Au contraire, même s'ils n'ont pas la main sur l'orientation de la politique bourgeoise, ils jouent quand même leur rôle d'agents de l'impérialisme, en bon fascistes : diviser, semer le trouble, discréditer le combat anti-impérialiste, combat central de notre époque, en donnant corps aux accusations d'antisémitisme, de nationalisme, d'islamisme.
Il suffit d'aborder la question des banlieues (véritable marqueur des révolutionnaires de notre époque) ou des sans-papiers (marqueur de l'internationalisme de classe), pour les démasquer immédiatement. Les musulmans qui les soutiennent sont le "parti de l'Ordre" de novembre 2005, le parti de la fatwa anti-émeutiers. Et les sans-papiers sont pour eux des "envahisseurs" et des "casseurs du modèle social"...
- Mais nous devons également éviter l'erreur de croire que le fascisme est "AILLEURS", dans les personnes citées plus haut par exemple, alors qu'il est AUTOUR du phénomène Sarkozy (même si en contradiction apparente avec lui), lequel s'inscrit pleinement dans la fascisation rampante des sociétés capitalistes occidentales.
C'est l'erreur de beaucoup de réformistes, mais aussi de ML insuffisamment armés politiquement, qui croient que le "durcissement" des luttes économiques syndicales est le "long fleuve tranquille" de la révolution. Pour eux, "non, franchement, aujourd'hui ce n'est pas le fascisme, le fascisme ce n'est pas ça...". Non, en effet, ce n'est pas ENCORE ça. Mais rien ne tombe du ciel. Hindenburg et Von Papen avant Hitler, Dollfuss avant l'Anschluss, l'internement des "apatrides" antifascistes étrangers et des réfugiés espagnols "rouges" avant Vichy...
Mais c'est aussi l'erreur de ceux qui voient dans Sarkozy on-ne-sait-quelle "bourgeoisie industrielle".
On aurait presque l'impression que, face au bond quantitatif que représente Sarkozy dans la dictature bourgeoise et les politiques réactionnaires et répressives, certains se perdent en conjectures abracadabrantes pour refuser le combat, pour ne pas assumer la nouvelle nature (beaucoup plus dure) de la lutte de classe...
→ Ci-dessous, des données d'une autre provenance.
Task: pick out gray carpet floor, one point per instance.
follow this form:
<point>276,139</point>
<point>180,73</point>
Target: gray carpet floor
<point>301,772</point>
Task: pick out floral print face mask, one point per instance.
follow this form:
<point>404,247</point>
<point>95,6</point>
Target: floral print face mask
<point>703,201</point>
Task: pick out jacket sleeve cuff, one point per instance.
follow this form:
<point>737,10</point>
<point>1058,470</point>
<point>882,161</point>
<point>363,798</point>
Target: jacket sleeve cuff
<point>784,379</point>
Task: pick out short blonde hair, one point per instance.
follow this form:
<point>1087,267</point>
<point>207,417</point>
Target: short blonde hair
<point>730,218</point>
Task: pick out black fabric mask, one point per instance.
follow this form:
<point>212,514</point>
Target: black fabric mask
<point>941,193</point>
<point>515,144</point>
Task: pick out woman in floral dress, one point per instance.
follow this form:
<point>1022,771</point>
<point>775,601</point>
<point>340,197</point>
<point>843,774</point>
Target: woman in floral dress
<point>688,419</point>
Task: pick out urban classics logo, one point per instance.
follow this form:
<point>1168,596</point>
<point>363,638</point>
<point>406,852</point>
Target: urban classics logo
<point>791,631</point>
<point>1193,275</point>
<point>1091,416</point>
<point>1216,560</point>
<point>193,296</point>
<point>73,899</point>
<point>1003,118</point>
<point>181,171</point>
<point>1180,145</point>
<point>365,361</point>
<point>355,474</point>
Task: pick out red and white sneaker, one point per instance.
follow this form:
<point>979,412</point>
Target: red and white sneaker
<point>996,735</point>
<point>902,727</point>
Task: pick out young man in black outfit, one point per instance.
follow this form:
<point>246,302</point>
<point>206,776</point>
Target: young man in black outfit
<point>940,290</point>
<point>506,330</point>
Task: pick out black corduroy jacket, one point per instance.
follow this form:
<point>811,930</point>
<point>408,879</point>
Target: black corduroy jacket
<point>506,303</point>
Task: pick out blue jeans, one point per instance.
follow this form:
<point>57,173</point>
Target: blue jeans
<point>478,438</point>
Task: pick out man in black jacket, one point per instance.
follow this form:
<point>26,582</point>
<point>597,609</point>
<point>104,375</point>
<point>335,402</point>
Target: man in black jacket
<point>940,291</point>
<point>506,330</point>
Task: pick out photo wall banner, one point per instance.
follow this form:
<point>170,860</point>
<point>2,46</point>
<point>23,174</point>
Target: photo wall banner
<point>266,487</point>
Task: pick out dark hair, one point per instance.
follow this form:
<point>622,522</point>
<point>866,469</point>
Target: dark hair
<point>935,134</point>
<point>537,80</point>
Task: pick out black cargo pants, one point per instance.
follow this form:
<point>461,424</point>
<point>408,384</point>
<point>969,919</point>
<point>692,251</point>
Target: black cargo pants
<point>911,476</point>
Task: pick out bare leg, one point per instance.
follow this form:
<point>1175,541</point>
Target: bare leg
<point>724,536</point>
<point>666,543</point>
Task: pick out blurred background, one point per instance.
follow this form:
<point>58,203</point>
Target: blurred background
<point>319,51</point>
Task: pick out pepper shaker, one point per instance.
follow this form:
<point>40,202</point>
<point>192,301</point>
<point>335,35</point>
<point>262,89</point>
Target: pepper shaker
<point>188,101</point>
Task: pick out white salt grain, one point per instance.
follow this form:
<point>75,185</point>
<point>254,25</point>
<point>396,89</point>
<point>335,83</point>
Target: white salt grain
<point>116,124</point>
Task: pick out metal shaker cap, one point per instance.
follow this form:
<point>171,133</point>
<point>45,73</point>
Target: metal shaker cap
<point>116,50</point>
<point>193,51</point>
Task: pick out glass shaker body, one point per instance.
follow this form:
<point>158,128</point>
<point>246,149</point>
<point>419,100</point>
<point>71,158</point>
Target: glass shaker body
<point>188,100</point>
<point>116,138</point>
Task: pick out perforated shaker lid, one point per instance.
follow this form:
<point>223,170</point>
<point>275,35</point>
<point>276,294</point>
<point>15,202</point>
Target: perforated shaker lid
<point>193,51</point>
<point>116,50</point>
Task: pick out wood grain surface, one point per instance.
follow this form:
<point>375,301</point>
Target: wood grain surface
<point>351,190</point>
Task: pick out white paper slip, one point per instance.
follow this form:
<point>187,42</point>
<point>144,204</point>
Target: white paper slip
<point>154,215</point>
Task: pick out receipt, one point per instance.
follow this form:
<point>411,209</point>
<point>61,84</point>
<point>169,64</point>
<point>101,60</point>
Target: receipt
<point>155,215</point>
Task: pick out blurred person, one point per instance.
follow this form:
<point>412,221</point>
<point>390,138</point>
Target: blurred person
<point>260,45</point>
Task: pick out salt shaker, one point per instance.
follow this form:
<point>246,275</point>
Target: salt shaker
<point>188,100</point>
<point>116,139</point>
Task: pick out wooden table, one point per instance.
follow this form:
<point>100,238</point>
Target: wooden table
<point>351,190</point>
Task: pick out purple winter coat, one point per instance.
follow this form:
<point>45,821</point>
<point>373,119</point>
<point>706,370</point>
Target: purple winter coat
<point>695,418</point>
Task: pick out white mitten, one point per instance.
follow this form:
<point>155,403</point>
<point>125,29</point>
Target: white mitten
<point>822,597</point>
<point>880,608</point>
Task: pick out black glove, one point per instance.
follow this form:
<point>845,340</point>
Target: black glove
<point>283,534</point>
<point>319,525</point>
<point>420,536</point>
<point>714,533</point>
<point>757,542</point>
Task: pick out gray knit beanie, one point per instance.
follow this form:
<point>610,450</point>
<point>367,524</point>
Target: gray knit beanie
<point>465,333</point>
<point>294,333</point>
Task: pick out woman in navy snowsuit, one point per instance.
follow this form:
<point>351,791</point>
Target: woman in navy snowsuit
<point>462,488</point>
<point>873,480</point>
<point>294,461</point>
Se contentant, au chaud derrière leur clavier, d'applaudir épisodiquement les exploits de ceux ("Contis", jeunes des quartiers, défenseurs des sans-papiers) qui affrontent concrètement sur le terrain la répression bourgeoise... Et qui, eux, ne se posent pas de question sur la nature de classe de Sarkozy !
Pire, le fascisme est "ailleurs", non seulement chez Soral & co, mais chez ceux-là même qui combattent Sarkozy et sa dictature bourgeoise répressive, les crimes et les projets de l'impérialisme US et de son allié sioniste (auxquels sont associés les 3/4 du temps l'impérialisme français), etc. etc. !!!
En résumé, contre la fascisation rampante au service de la contre-révolution préventive et de la guerre impérialiste, une seule ligne de démarcation : LE CAMP DU PEUPLE EST NOTRE CAMP !!!